Espèce invasive: il est temps d'enterrer Malthus

 
L'année dernière Futura Sciences publiait un dossier sur les espèces invasives. On y peut lire la définition suivante :

"Une espèce invasive est une espèce exotique qui devient nuisible à la biodiversité autochtone".

 Sur actu-environnement il est question d' "espèce envahissante" définie ainsi:

"Espèce exotique dont la population se maintient ou accroît son aire d'implantation en perturbant le fonctionnement des écosystèmes ou en nuisant aux espèces autochtones, par compétition ou par prédation."

Le gouvernement parle lui "d'espèce exotique envahissante" :

"Une espèce exotique envahissante (EEE) est une espèce introduite par l’homme volontairement ou involontairement sur un territoire hors de son aire de répartition naturelle, et qui menace les écosystèmes, les habitats naturels ou les espèces locales."  

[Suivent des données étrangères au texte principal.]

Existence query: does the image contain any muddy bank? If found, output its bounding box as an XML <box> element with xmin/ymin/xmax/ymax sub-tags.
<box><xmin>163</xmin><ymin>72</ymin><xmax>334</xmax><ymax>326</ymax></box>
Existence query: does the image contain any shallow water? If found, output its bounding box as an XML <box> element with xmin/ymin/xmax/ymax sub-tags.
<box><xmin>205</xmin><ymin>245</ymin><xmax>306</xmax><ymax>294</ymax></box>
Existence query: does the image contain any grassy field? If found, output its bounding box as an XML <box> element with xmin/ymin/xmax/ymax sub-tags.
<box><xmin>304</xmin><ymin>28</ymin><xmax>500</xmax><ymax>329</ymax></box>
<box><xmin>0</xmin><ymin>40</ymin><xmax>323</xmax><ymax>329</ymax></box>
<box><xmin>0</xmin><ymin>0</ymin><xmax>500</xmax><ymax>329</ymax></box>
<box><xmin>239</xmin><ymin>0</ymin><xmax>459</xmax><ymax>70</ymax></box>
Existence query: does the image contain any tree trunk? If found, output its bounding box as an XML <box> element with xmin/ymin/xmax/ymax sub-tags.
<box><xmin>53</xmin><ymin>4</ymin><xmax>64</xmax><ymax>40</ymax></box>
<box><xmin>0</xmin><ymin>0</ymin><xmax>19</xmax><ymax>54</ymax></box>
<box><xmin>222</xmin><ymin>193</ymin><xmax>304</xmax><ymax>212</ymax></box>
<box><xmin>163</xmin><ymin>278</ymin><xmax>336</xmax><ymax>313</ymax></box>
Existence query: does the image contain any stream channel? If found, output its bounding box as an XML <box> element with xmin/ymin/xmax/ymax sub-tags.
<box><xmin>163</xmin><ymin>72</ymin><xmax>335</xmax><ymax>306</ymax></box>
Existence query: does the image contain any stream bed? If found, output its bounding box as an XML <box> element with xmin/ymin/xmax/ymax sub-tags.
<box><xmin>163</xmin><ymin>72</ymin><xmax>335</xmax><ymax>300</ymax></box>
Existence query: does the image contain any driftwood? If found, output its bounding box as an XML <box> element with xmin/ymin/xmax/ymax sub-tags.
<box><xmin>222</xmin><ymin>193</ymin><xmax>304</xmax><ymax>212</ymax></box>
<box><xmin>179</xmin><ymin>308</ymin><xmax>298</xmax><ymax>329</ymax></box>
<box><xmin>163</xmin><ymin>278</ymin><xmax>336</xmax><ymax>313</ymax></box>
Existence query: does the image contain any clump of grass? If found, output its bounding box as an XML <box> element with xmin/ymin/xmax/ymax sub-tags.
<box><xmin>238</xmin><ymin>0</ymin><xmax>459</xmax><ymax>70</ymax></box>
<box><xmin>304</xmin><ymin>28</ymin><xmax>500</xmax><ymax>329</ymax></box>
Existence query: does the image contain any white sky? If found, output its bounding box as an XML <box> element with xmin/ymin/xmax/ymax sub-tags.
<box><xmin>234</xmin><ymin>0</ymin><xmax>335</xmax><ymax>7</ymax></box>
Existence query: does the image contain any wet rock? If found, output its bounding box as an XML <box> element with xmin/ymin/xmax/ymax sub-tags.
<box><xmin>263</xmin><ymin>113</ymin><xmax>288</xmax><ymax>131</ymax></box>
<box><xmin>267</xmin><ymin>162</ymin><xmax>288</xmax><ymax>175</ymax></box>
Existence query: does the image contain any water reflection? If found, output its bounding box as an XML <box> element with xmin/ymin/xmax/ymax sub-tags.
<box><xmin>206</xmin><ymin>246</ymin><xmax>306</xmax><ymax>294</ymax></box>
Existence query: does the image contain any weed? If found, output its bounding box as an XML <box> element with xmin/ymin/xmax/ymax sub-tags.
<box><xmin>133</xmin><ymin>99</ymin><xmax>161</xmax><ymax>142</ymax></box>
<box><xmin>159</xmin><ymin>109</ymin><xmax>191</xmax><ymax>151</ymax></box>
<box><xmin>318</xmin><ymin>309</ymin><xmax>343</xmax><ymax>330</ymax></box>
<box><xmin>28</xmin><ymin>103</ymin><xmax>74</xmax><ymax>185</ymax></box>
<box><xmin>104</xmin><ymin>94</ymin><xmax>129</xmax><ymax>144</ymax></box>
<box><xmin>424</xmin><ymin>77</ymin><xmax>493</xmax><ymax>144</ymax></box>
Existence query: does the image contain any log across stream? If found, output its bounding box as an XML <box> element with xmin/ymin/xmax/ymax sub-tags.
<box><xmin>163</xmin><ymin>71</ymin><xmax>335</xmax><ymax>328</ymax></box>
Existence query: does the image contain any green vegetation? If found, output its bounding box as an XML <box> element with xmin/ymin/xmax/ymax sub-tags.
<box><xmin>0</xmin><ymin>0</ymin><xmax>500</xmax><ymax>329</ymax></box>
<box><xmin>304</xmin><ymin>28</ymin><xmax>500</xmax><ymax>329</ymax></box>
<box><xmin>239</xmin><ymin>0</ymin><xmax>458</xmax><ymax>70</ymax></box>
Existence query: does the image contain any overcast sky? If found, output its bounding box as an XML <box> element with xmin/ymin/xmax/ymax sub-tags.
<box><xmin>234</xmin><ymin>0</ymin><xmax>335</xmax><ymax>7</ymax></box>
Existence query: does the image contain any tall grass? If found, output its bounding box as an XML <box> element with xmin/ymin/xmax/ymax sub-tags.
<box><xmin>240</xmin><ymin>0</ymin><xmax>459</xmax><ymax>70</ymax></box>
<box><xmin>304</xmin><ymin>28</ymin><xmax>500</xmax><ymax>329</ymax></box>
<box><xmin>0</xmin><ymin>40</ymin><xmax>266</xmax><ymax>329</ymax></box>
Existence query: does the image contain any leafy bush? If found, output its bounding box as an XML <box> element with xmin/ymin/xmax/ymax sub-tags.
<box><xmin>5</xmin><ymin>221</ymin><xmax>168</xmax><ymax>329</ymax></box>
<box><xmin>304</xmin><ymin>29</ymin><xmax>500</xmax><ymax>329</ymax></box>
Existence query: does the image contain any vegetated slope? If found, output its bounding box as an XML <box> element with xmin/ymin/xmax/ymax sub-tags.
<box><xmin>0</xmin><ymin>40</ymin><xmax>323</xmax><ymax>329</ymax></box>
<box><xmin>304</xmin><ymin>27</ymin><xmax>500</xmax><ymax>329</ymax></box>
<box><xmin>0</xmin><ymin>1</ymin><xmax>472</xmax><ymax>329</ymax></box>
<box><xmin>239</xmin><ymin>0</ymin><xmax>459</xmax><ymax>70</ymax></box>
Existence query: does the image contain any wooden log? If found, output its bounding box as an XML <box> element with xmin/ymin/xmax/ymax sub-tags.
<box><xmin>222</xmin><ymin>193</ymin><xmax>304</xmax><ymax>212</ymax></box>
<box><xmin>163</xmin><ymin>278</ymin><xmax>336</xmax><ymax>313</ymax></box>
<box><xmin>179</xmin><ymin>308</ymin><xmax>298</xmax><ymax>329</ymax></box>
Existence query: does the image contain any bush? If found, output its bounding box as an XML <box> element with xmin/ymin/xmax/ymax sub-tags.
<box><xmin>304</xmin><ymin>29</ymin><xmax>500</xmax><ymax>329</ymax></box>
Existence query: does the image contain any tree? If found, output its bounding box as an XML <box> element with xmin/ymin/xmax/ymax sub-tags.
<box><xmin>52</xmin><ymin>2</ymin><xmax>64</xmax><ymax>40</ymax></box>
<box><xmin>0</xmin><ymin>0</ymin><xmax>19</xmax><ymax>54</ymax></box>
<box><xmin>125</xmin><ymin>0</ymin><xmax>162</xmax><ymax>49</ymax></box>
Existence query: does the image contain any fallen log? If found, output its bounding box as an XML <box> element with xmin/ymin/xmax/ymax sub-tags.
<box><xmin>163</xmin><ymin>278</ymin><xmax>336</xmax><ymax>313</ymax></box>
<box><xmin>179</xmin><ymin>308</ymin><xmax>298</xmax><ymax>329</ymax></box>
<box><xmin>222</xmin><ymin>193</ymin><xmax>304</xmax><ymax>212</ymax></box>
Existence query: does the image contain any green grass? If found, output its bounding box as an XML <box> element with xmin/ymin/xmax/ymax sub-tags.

Tout le monde se souvient de la Caulerpa Taxifolia , l'algue découverte en 1984 au pied de la principauté de Monaco qui menace aujourd'hui par son expansion très rapide toutes les espèces végétales en Méditerranées. Dans le règne animal, le phénomène de l'introduction du lapin en Australie est devenu l'exemple paradigmatique de l'espèce invasive. En effet en 1859 Thomas Austin un chasseur libère vingt quatre lapins pour diversifier le gibier. Dix ans plus tard deux millions de lapins sont tués chaque année sans effet notable sur le nombre total. Une clôture de 3000km de long érigé en 1901 n'empêcha par la propagation du rongeur. Aujourd'hui les lapins, qui ont pullulé,  résistent à toutes tentatives de contrôle de leur population. Ils ont considérablement transformé l'écosystème Australien par l'élimination de nombreux végétaux qu'ils dévorent, accentuant l'érosion des sols. Beaucoup d'autres exemples existent, comme celui récemment en France du frelon asiatique qui attaque les ruches et tue les abeilles.

  Futura explique que, comme pour le lapin, dans beaucoup de cas ces invasions sont provoquées par l'homme ( L'antonyme d'autochtone est "allochtone"):

"Le processus actuel d'invasion par des populations allochtones, induites par l'Homme implique une brutale - ou discrète mais durable - mise en compétition avec des espèces qui ont constitué les équilibres écologiques."

 Il n'y a pas que sur terre que l'homme disperse les espèces lors de ses déplacements, ses navigations sur les océans ont le même résultat que ses pérégrinations sur les continents, comme l'écrit Futura:

"Les espèces envahissantes représentent la deuxième cause d'extinction des espèces et de perte de la biodiversité dans les milieux aquatiques du monde [...] Plus des deux tiers des dernières introductions d'espèces dans les zones marines côtières sont dus au transport de l'eau de ballast."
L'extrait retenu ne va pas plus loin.